15. A knowledge graph-based intelligent risk detection device for bidding suppliers, characterized in that, include: The knowledge graph unit is used to construct a risk knowledge graph for bidding suppliers. The knowledge graph is constructed with graph entities as nodes and graph entity relationships as edges. Graph entities include: supplier entities, personnel entities, project entities, risk event entities, and document entities. For the graph entities of the knowledge graph, an embedding vector is generated for each graph entity using a graph entity embedding model based on graph attention network GAT. The query statement parsing unit is used to obtain the original query statement input by the user, obtain the query entity and query intent through semantic parsing of the original query statement, expand the query content according to the query intent, and convert it into a structured query. The structured query includes query entity information, expanded query association dimensions, constraints, and intent type. The subgraph acquisition unit is used to obtain the target subgraph that matches and is associated with the query statement in the knowledge graph based on the query intent, query entity and extended query association dimension in the structured query. The risk detection unit is used to detect risk paths in the target subgraph using a reinforcement learning algorithm through multi-hop risk propagation detection, analyze the risk level of the obtained risk paths, and obtain risk detection results for responding to user queries. Specifically, the risk level analysis of the obtained risk paths includes: obtaining scores for different risk indicators in the risk path, including relationship strength, historical risk, bidding anomaly, and evidence completeness. The relationship strength score is determined based on the entity relationship weights obtained during the generation of embedding vectors for each graph entity using the Graph Attention Network (GAT); the historical risk score is determined based on the historical violation records of entities in the path; the bidding anomaly score is determined based on anomalies in the supplier's current bidding data; and the evidence completeness score is determined based on the quantity and credibility of evidence supporting the risk path. The risk level analysis result of the risk path is determined by weighted summation of the scores and weights of different indicators.

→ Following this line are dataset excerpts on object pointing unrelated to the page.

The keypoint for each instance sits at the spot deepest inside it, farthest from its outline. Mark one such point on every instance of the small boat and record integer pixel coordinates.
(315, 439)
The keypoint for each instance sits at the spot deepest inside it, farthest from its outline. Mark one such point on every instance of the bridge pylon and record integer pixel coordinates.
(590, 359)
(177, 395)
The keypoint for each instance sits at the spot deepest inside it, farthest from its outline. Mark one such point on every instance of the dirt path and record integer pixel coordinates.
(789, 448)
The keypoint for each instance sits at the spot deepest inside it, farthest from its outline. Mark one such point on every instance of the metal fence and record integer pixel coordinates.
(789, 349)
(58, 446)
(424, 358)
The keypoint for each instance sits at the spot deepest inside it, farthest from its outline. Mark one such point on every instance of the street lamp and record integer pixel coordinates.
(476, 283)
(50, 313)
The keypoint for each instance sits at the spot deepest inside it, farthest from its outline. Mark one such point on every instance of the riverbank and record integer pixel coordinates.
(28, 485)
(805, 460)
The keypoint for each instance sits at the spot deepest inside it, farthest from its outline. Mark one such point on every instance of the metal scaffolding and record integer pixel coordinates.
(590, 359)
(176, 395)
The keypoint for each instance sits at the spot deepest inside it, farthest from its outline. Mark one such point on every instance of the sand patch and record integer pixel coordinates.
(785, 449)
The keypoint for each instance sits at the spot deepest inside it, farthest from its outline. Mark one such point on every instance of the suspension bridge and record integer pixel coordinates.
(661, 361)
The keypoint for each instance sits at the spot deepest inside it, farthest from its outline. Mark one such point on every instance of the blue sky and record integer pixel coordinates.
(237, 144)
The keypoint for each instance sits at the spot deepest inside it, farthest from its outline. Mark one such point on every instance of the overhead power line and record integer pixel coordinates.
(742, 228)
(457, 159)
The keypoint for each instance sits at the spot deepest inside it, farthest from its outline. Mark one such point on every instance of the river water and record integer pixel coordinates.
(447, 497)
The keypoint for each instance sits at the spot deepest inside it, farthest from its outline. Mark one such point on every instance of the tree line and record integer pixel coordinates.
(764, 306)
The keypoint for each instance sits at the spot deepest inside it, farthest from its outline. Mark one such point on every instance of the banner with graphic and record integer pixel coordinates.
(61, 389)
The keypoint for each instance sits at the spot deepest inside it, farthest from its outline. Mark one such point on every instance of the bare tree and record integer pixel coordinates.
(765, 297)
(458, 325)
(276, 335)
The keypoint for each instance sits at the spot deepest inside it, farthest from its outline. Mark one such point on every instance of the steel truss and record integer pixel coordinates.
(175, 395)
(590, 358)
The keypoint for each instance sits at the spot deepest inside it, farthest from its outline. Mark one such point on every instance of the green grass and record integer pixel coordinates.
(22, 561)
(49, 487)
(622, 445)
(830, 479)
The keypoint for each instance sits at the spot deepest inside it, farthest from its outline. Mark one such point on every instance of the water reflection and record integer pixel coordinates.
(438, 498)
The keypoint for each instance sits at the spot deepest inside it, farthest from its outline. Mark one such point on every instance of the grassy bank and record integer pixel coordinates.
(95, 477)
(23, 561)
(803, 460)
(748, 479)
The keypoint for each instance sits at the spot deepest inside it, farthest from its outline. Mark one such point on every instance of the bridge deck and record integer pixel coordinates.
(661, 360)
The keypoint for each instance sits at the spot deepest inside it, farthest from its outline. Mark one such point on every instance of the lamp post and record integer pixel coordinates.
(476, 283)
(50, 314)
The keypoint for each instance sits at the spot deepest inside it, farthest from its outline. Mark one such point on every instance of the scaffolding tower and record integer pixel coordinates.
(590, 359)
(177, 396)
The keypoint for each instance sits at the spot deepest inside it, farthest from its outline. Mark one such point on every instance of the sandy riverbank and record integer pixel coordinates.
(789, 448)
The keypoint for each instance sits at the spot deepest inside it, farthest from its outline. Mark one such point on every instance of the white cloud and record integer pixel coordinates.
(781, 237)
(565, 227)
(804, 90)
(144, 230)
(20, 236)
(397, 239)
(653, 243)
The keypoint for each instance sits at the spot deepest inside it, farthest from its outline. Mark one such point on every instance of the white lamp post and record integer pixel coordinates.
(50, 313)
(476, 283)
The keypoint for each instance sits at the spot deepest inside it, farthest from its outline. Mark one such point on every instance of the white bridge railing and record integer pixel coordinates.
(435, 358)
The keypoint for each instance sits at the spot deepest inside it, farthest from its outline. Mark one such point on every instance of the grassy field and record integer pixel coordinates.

16. A computer device, characterized in that, The computer device includes: Memory, used to store executable instructions; When a processor is used to execute executable instructions stored in the memory, it implements the knowledge graph-based intelligent risk detection method for bidding suppliers as described in any one of claims 1 to 14.

17. A computer-readable storage medium storing executable instructions, characterized in that, When the executable instructions are executed by the processor, they implement the knowledge graph-based intelligent risk detection method for bidding suppliers as described in any one of claims 1 to 14.